A 29-year-old Texas woman is finally back in her home state after spending a month in an Oregon ICU battling COVID-19 while in a coma.

Miranda Reich was on a West Coast road trip with four other family members, including her husband and his grandparents, to visit more family in Oregon in July. But partway through the trip, all five of them started to feel sick. They headed straight to Rosenburg, where they all trip tested positive for COVID-19, WFAA reported. Miranda’s case was by far the worst, and she was quickly admitted to Oregon Health and Science University in Portland for treatment.
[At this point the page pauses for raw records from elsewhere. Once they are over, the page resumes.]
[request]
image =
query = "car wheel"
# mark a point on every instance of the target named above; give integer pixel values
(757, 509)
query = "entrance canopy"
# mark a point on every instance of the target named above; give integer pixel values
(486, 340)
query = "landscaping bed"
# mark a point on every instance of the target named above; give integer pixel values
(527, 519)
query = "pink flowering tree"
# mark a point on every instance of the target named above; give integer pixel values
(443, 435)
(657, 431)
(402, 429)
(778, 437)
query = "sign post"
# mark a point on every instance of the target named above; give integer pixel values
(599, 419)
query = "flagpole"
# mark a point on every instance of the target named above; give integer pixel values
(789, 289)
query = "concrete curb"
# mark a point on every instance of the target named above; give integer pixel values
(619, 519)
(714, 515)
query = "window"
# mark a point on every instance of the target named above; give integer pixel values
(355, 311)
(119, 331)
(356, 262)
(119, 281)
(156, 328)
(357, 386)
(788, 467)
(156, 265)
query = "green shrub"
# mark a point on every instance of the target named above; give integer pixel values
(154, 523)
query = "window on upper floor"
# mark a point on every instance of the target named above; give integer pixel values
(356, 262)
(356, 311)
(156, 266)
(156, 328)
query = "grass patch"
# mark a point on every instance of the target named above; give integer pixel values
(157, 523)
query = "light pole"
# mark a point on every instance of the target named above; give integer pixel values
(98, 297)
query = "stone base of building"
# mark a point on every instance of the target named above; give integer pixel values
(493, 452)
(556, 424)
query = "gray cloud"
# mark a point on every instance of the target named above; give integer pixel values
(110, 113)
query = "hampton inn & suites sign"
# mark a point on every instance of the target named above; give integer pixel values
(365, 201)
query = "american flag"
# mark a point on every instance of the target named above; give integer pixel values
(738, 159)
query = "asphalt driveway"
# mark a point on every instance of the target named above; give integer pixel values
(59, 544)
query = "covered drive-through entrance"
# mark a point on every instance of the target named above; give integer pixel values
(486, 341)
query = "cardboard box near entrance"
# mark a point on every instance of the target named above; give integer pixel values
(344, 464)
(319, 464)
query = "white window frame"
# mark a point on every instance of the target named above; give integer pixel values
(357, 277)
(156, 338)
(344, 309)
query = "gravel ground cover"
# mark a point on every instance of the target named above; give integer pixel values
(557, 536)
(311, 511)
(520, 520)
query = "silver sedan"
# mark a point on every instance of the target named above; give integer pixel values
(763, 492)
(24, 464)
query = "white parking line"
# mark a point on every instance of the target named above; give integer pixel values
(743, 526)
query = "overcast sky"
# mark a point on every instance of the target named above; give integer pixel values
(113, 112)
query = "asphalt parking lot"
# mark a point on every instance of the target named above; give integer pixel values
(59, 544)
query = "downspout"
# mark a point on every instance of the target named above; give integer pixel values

She slipped into a coma and needed an ECMO machine to help circulate and oxygenate her blood. Her family wasn’t able to visit her in the ICU due to COVID-19 restrictions, and at one point, they were told to not expect Reich to survive, WFAA, a Dallas TV station, reported.

After spending more than a month in the ICU, Reich was finally lucid enough to ask her doctors what had happened to her.

“She told me about the ECMO, about it being my last shot, how I was borderline dead without being called dead,” Reich told KGW in Portland.

One of her relatives, Stacy Pope Reich, wrote on Facebook that in addition to being on the ECMO machine, Miranda was also put on antibiotics and was battling a blood infection during her time in the ICU.

By chance, KGW documented a look into those frightening hours in Reich’s life while filming a special at the same hospital about how Oregon ICUs were completely overwhelmed by the virus.

The special included scenes of a woman in her 20s battling the COVID-19. She was “incoherent” and “hooked up to many tubes of different sizes” that were all connected to the ECMO, regarded as “the highest form of a life-support” the hospital could provide, KGW reported.

“In the corner of the young woman’s room sit brightly-colored stuffed animals from loved ones who can’t be there themselves,” the special said.

The special kept all of the patients anonymous, but Reich quickly recognized herself — and the stuffed animals — in it when she watched the segment months later, WFAA reported.

Reich called KGW, letting them know that she had survived — even though all signs pointed to the high probability that she wouldn’t.

“I was like, ‘maybe they need to know that somebody made it, that somebody out of the ICU actually did make it and is alive,” “I don’t want to be known as the heartbreaking case of a young woman who was unvaccinated and covered in tubes.”

Reich is recovering with family in Hamilton, Texas, and has since been vaccinated, WFAA reported. She hopes to return to her home in Abilene soon.

Reich contracted the virus around the same time as when the U.S. was struggling intensely with a summer COVID-19 surge, spurred by the spread of the highly-transmissible delta variant. In July, COVID-19 cases surged in at least 46 states, CNN reported.

Over 720,000 people have died from COVID-19 in the U.S. so far, according to the Johns Hopkins Coronavirus Resource Center.